BANKING ON TOM CHAPTER 2
BANKING ON TOM CHAPTER 2
STRATEGY GOOD AND BAD MONDAY
Ben Osborne was not feeling altogether pukka. Even the sight of Michelle, the gorgeous au pair beside him in bed did little to lift his spirits. A bottle of Gran Reserva the Sunday night before, washed down with a generous single malt hardly helped. Ben had become increasingly worried about the new trading activities of British Business Bank. As head of strategy the trading section technically reported into him. He was finding it increasingly difficult to explain to the Board the nature of the trades the bank was executing. It was little comfort that very few knew either, certainly no one in the Boardroom. While minor matters were challenged robustly by the Board, the trading activities of which everyone was ignorant were approved in little time, reassured by the ‘experts’ that risk has been minimized. Banking had entered a bright new world of enormous profits with no downsides. A goldilocks financial paradise. Board members enjoyed their comfortable lunches and looked forward to generous bonuses which their wives or mistresses had already spent in many cases.

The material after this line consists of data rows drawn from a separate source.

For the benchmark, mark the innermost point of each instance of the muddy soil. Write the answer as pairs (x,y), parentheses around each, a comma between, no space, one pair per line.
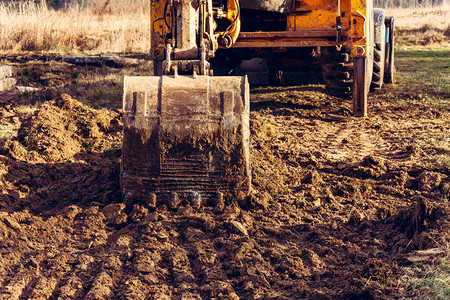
(338,203)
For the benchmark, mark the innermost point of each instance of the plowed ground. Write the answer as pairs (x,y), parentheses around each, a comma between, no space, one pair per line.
(339,203)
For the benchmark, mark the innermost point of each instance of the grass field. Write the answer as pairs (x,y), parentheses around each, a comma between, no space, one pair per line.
(123,27)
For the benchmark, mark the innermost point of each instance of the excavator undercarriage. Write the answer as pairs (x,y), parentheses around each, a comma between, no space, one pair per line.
(186,130)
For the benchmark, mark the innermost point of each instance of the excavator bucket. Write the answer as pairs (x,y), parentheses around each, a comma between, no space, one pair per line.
(185,139)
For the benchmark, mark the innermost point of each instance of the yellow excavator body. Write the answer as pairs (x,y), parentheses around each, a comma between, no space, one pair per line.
(186,131)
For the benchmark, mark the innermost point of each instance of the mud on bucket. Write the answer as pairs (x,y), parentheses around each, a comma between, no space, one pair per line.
(186,139)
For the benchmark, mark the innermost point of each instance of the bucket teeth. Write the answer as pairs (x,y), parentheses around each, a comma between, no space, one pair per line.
(185,139)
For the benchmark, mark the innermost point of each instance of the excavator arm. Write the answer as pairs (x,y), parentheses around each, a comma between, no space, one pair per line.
(186,133)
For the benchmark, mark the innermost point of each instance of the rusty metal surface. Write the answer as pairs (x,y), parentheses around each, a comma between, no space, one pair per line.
(282,6)
(186,138)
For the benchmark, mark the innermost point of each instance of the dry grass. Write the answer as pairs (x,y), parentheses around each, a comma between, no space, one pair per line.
(422,25)
(119,27)
(123,26)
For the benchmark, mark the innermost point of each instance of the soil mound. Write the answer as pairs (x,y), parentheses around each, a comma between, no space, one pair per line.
(62,128)
(64,153)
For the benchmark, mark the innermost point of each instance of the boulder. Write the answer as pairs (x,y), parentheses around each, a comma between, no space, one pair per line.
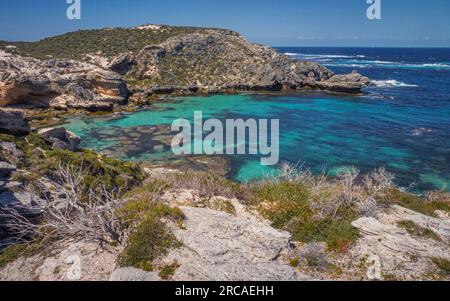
(61,138)
(11,149)
(121,64)
(132,274)
(347,83)
(405,255)
(59,84)
(13,122)
(218,246)
(6,169)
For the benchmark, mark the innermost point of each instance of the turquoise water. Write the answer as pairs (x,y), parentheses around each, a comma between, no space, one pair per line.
(318,130)
(403,123)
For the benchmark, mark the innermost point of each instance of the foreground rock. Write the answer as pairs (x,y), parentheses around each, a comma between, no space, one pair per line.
(218,246)
(403,255)
(6,169)
(13,122)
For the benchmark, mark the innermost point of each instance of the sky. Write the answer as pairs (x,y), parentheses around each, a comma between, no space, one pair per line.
(404,23)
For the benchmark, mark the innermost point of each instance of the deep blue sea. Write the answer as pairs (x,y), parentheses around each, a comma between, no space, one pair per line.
(401,123)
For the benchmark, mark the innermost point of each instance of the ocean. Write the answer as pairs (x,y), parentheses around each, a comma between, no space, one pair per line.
(401,123)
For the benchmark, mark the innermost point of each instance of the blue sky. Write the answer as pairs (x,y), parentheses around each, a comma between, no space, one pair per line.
(278,23)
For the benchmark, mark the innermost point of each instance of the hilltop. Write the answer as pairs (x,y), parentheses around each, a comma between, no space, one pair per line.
(97,69)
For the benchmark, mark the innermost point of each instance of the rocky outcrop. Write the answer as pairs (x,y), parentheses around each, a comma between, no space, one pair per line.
(219,246)
(401,254)
(6,169)
(186,61)
(13,122)
(348,83)
(61,138)
(220,60)
(58,84)
(132,274)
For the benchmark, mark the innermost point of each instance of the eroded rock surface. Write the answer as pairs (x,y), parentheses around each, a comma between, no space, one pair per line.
(59,84)
(13,122)
(404,255)
(223,247)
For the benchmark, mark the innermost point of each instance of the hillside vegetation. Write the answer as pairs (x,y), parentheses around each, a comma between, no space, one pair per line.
(108,42)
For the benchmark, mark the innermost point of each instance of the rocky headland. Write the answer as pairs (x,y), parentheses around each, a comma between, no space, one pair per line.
(71,214)
(97,69)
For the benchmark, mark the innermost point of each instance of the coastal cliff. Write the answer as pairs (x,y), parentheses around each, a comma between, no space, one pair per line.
(96,69)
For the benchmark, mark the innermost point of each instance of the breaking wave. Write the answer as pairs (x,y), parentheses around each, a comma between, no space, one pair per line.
(391,83)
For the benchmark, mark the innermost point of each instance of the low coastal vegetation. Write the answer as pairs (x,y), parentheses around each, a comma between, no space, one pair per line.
(321,209)
(109,42)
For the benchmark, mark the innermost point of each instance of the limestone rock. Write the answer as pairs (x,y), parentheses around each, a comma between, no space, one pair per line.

He found little consolation in the complex explanations offered by Robert Lyons, the Head of Trading. He would provide mathematical formulae which ‘proved’ the deals were safer that ‘lending to our granny’. Ben thought Robert obviously didn’t know his granny. Most people regarded Ben as shallow, and in many ways he was. But he had developed a gut instinct for business that had served him well for over three decades. He trusted his instincts. And they were screaming. Like most business men he relied on the theory that everyone else was doing it. But he still worried. He looked across the golden mile in London and most investment Banks were doing the same and even more furiously. The fear of missing out was strong and affected the Board members more than any others.
He was under pressure to make the Dublin office perform, or shut them down. They were regarded as a disappointment. Profits rising at ten percent a year no longer cut it. In a moment of desperation he had appoint the fair Maura. He wasn’t exactly sure why. She talked a good talk. She spoke of golden opportunities and moving the Dublin bank into the twentieth century. IBB needed thinking outside of the box.
He had hardly appointed Maura when he realized it had been a mistake. But he reckoned there were bigger fish to fry. Indeed her tenure might be shorter than expected if the London Board acted on its instincts.
Michelle the 'au pair' was now awake. She made her way down to the kitchen. The children she was minding were in Switzerland on a school half term. She was free to do whatever she wanted. She was amazed that Ben’s wife Diana was so laissez faire. She lived in Geneva where she ran a successful art gallery. Diana was independently wealthy and had grown tired of playing wifey to Ben a decade ago. Her friends were wealthy, international art lovers. Banking was regarded as a grubby occupation and very bourgeois by her friends. It suited her to have Ben as an establishment cover. She was happy to turn a blind eye to his numerous flings as long as he kept the affairs discreet and did not leave himself open to blackmail.
Over breakfast Ben looked across at Michelle. He was no fool. He realised his good looks were fading as he approached his half century. His ‘spontaneous’ gifts were having to become more numerous and expensive. He knew the script. Within months or perhaps even weeks, Michelle would find someone younger or wealthier or both. The charade would continue for a little while longer until one or the other called time. In the meantime she was enjoying the attention of a generous man. Something she would not have imagined in her native Nantes.
‘Not this morning Josephine’ Ben quipped. Michelle looked puzzled. Ben explained the British perspective on French history. ‘How about a cup of that wonderful coffee?’ Ben enquired ‘and throw on a dressing gown so as not to frighten the dogs.’
They sipped their coffees in silence. Ben was grateful for the period of quiet. He needed time to plan the day ahead. He had to find a solution to the Dublin situation and time was running against him. His bright idea of hiring Maura had not worked out. It was only a matter of time before his poor judgement would be exposed. ‘It’s always the small things that get you in the end’ thought Ben. Switching her to compliance bought him some time, but not a lot. In any event he had bigger problems. The London Board was annoyed that the lads and lassies in Dublin had basically refused to up their game. This could not end the well.
A few miles away Arturo Fernandez stood by the floor to ceiling window of the opulent apartment overlooking the River Thames. He had greying hair and a handsome profile. The son of a wealthy family of Spanish descent in the city of Monterrey in the north of Mexico. His family had old money that could be traced back over many decades. They owned a vast sprawling ranch boasting a magnificent main residence with many adjoining houses for family and workers. They had extensive industrial interests in Monterrey from industrial gases to carbonated water. It was suspected they had links with the narcotics trade. But nothing had ever been proved and there were no witnesses, alive at least. Like many wealthy Mexican families he had chosen to invest abroad. The family owned some apartment blocks in Miami Florida. But Arturo was drawn to Europe above all.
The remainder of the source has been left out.